Moja koteczka jest mała 3,7 kg i szczupła ale szelki można dobrze dopasować. Do citroena c4 też pasują. Polecam
Kot niecierpi wszelkich podróży i jeżdżenie z nim było prawdziwą udręką dla niego i dla nas. Kosz wikliowy pożarł i rozwalił, torba-transporter jest nieustannie drącym się i zawodzącym przedmiotem. Od czasu jak kupiłam szelki tj. od ponad roku podróże stały się prawie przyjemnością :) Kot jest o wiele spokojniejszy, leży grzecznie na fotelu, od czasu do czasu pomiaukuje, spogląda przez okno. Raz tylko był bliski wyswobodzenia się z nich. Ogólnie polecam z całego serca nawet, a może zwłaszcza tym co najbardziej nieznoszą podróży :)
Na wstępie muszę nadmienić, że moja kicia bardzo lubi podróżować wszelkimi rodzajami transportu, nigdy nie sprawiała w czasie podróży z żadnych problemów. Jednak to co stało się z nią po założeniu szelek przeszło moje wyobrażenie. Po samym założeniu szelek kotka zachowywała się dokładnie tak samo jak wtedy kiedy nosiła kaftanik po zabiegu sterylizacji - była mało aktywna i osowiała, wręcz obrażona. Mimo upływającego czasu nie umiała się przyzwyczaić do szelek. W samochodzie dostała histerii - nieprzerwane miauczenie i miała paniczny strach w oczach. Podróż koniec końców przebyła w transporterze, w którym czuła się bezpiecznie i była spokojna.
Świetny w podróży. Kotka lubi jeździć samochodem. W transporterze cały czas miauczy żeby jej dać trochę swobody, a w szelkach zwiedza tylną kanapę i czuje się bardzo komfortowo: drzemie i bawi się. Ona się nie stresuje uwięzieniem i ja spokojnie mogę prowadzić. Polecam!
Szelki bardzo fajne ale niestety zapięcie nie pasuje do wszystkich aut... :( do mojego Opla nie.. Planowałam dalszą podróż i nie wiem jak sobie poradzę bez tych szelek. ehhh
oba moje koty dostają szału w tych szeklach więc raczej nie ma mowy o tym żeby je nosiły :) smycz za to spokojnie można podpiąć do zwykłych szelek (które koty akceptują) i dobrze sprawdza się w podróży. Polecam produkt ze względu na smycz. A szelki to zapewne indywidualna kocia sprawa :)
szelki super, moja Aidonia jest jeszcze mała, ale szelki nie są za duże, nie zdejmuje ich. A w samochodzie czuje się dużo lepiej, w transporterze jest nie do zniesienia.
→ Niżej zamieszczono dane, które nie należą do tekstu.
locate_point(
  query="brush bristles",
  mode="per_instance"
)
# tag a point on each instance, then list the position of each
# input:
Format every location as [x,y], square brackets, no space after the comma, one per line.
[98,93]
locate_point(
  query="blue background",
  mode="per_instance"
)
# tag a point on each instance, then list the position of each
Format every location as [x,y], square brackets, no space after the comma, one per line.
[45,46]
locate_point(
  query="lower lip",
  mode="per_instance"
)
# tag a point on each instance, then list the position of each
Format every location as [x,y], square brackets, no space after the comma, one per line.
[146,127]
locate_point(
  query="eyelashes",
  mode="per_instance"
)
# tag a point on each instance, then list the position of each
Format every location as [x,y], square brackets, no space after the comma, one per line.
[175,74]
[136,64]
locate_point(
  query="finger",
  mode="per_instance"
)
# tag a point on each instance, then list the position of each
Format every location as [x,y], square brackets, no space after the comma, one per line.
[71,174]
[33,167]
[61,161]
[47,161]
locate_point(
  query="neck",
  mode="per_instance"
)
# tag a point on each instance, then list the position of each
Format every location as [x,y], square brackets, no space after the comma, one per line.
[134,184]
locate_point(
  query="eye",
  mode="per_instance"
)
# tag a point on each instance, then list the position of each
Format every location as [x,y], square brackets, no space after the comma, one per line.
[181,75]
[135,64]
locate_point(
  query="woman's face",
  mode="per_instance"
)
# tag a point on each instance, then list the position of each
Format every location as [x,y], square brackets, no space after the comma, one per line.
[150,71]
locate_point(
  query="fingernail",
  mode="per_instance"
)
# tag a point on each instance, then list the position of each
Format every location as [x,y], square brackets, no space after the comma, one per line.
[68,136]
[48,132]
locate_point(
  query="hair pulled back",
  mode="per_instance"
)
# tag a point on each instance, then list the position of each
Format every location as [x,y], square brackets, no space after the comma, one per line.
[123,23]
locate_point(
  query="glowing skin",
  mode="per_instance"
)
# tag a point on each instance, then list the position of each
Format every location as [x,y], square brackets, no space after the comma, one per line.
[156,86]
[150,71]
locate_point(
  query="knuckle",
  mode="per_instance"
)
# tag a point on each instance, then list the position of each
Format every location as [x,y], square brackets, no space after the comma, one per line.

A tak siedzi na kolankach i jest zadowolona :-)
Według mnie bardzo dobre szelki:)Mój kot (4,5 miesięczny dachowiec) bardzo lubi w nich chodzić na spacery.Mimo,że jest bardzo żywiołowy - szelki można tak dopasować,że nie ma mowy aby je przegryzł.No i ten dodatkowy pas bezpieczeństwa - REWELACJA:)!Kocurek o wiele bardziej uwielbia obserwować świat siedząc na siedzeniu w samochodzie niż w transporterze.Osobiście oceniam jako strzał w dziesiątkę!
p.s. Nieprawda,że karabińczyk jest zbyt "ciężki" dla małych kociąt:)Musi przecież być wystarczająco mocny aby w razie wypadku (tfu,tfu!!) przytrzymał zwierzę w pasach,prawda? Poza tym mój kocurek w ogóle go nie zauważa.Bardziej interesuje go to co się dzieje wokół niego niż karabińczyk.Osobiście zachęcam do kupna.
Tylko dzięki tym szelkom przeżyliśmy podróż nad morze. Smycz jest regulowana, na tyle długa, że kot może się poruszać, obrócić itd, ale nie na tyle, by zagrażało to jego bezpieczeństwu (nie spadnie pod fotele). W moim przypadku, koty nie zgadzaja się na uwięzienie w transporterku, szelki to świetna sprawa.
Jedyna wada - kot raz się z nich wyswobodził, wymagają więc ustawicznej kontroli sytuacji.
Witam!
Nasz Fredk bardzo bezbiecznie podróżował w szelkach służyły jeszcze do chodzenia na wycieczki.